How? Details about the posts? Who shared the posts? In which media you were present? Did you take gender-specific questions into account?

Tehri: "Our campaign posts were originally shared on our team's accounts on Facebook and Instagram. They included pictures of us women in different ultimate related contexts, together with texts that directly described that we were looking for new players. We also told our followers where and when we are practicing and that they could contact us for more info.
We encouraged all our players, both women and men, to share our posts across the platforms, both in their own feeds and in relevant local Facebook groups.
This campaign was specifically aimed at attracting new female-identifying players and that is what we said in the post texts. We also considered it important to portray specifically women in the pictures we shared along these posts and to convey that we have a women's team, even if we cooperate a lot with our men's team and play mixed, too."
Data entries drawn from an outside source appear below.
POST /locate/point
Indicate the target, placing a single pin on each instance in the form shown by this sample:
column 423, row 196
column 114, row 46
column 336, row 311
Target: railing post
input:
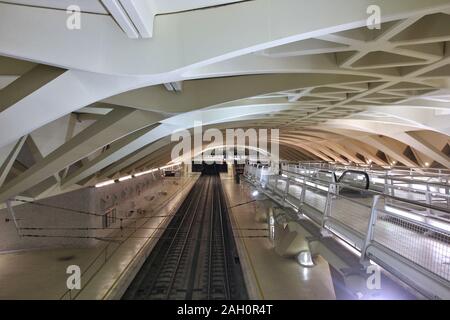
column 303, row 194
column 327, row 211
column 370, row 230
column 428, row 199
column 286, row 191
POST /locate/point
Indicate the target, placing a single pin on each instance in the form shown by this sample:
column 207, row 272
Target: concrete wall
column 63, row 223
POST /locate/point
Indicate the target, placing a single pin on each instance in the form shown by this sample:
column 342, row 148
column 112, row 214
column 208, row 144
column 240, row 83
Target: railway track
column 196, row 258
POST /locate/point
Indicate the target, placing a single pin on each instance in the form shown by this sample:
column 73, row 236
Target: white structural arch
column 80, row 106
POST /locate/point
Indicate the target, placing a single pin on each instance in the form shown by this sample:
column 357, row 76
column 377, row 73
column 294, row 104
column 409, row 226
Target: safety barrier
column 415, row 232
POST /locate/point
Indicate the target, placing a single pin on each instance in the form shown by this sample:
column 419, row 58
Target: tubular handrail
column 374, row 192
column 357, row 172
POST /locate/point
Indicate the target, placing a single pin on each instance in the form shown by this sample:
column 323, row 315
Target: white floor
column 269, row 275
column 41, row 274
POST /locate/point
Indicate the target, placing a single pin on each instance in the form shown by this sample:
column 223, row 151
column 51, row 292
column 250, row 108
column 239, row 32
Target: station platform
column 268, row 275
column 106, row 269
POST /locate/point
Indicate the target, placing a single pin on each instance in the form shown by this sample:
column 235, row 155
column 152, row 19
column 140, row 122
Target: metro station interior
column 224, row 150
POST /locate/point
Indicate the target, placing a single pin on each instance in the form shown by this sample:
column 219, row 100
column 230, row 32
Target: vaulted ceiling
column 83, row 105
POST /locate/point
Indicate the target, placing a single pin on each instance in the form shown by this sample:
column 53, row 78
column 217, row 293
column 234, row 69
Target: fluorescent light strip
column 125, row 178
column 103, row 184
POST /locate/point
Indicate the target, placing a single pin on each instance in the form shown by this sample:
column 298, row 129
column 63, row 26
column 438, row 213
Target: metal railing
column 416, row 231
column 436, row 193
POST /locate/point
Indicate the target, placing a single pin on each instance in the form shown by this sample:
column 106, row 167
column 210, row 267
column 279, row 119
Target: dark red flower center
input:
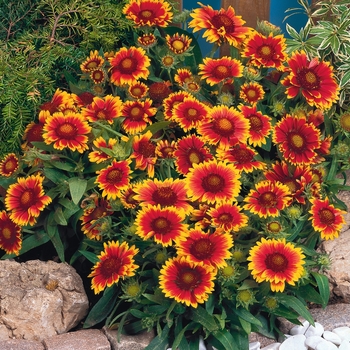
column 268, row 200
column 110, row 266
column 188, row 279
column 276, row 262
column 67, row 131
column 308, row 79
column 326, row 216
column 114, row 176
column 164, row 196
column 224, row 127
column 202, row 248
column 213, row 183
column 222, row 20
column 161, row 225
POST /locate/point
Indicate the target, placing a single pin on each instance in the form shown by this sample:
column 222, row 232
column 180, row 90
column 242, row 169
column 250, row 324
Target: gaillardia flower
column 212, row 182
column 187, row 282
column 115, row 261
column 297, row 140
column 165, row 225
column 268, row 198
column 325, row 218
column 10, row 234
column 219, row 70
column 25, row 199
column 209, row 248
column 220, row 25
column 67, row 131
column 114, row 178
column 149, row 12
column 128, row 65
column 276, row 262
column 315, row 80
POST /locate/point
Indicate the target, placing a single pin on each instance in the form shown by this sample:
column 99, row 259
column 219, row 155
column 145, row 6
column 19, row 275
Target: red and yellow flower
column 67, row 131
column 220, row 25
column 325, row 218
column 114, row 178
column 116, row 262
column 313, row 79
column 9, row 165
column 165, row 225
column 149, row 12
column 213, row 182
column 25, row 199
column 103, row 109
column 187, row 282
column 209, row 248
column 297, row 140
column 220, row 70
column 10, row 234
column 276, row 262
column 267, row 199
column 129, row 65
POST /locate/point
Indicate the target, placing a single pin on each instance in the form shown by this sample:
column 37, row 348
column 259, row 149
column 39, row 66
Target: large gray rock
column 39, row 299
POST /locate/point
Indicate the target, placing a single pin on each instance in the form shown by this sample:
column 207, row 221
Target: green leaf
column 292, row 302
column 202, row 316
column 102, row 308
column 323, row 287
column 77, row 188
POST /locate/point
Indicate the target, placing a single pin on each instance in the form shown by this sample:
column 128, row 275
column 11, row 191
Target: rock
column 39, row 299
column 87, row 339
column 295, row 342
column 128, row 342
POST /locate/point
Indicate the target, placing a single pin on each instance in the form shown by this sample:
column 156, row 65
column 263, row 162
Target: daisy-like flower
column 67, row 131
column 114, row 178
column 224, row 126
column 171, row 101
column 276, row 262
column 210, row 248
column 137, row 115
column 25, row 199
column 227, row 216
column 241, row 156
column 116, row 262
column 266, row 51
column 10, row 234
column 219, row 70
column 187, row 282
column 220, row 25
column 251, row 93
column 128, row 65
column 144, row 153
column 138, row 90
column 164, row 193
column 189, row 113
column 297, row 140
column 295, row 177
column 165, row 225
column 177, row 43
column 103, row 109
column 326, row 219
column 213, row 182
column 260, row 125
column 315, row 80
column 190, row 150
column 267, row 199
column 9, row 165
column 98, row 155
column 93, row 62
column 149, row 12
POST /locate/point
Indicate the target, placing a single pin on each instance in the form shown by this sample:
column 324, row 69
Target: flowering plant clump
column 196, row 190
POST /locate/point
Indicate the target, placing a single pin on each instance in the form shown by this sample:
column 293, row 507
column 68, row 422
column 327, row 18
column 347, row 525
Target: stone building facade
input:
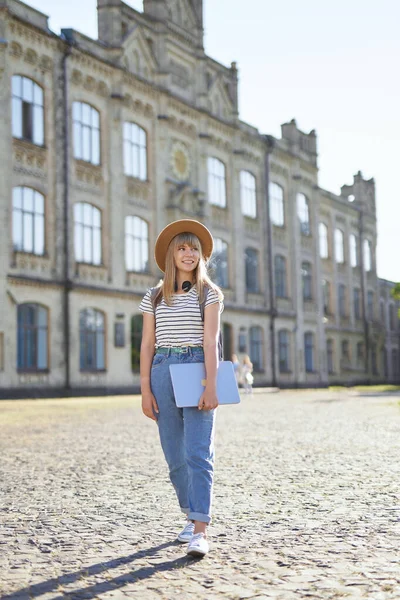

Results? Social media numbers? How many newcomers? Feelings about the success?

Tehri: "At most, our posts reached some 16.000 Facebook users in our region organically. We had some 20 new players come and test our practices during the winter and spring, and some 15 actually stayed for more than three times. About half of them are still with our team, even after the difficult covid-19 period.
We were really happy that our campaigning succeeded so well and we are planning to remake it, once the situation is again better for recruiting new players. We also plan to do a campaign of their own for our men's team."

What was done in order to keep the newcomers?

Tehri: "We emphasized that keeping the newcomers is everyone's business, not only the coaches'.
At the beginning of every practice, we took time to welcome everyone to the practice and go through everyone's names. All our more experienced players were expected to act sort of as mentors to the newcomers, so that everyone had a more experienced partner to throw with and get advice from during the practice. We asked the newcomers to participate in all the activities we had outside of practice and welcomed them into our WhatsApp group as soon as they were comfortable with giving out their number to us.
Everyone embraced the idea of 'this is everyone's business' wonderfully and we got lots of positive feedback from our newcomers on how well we succeeded in making them feel welcome and comfortable in our midst."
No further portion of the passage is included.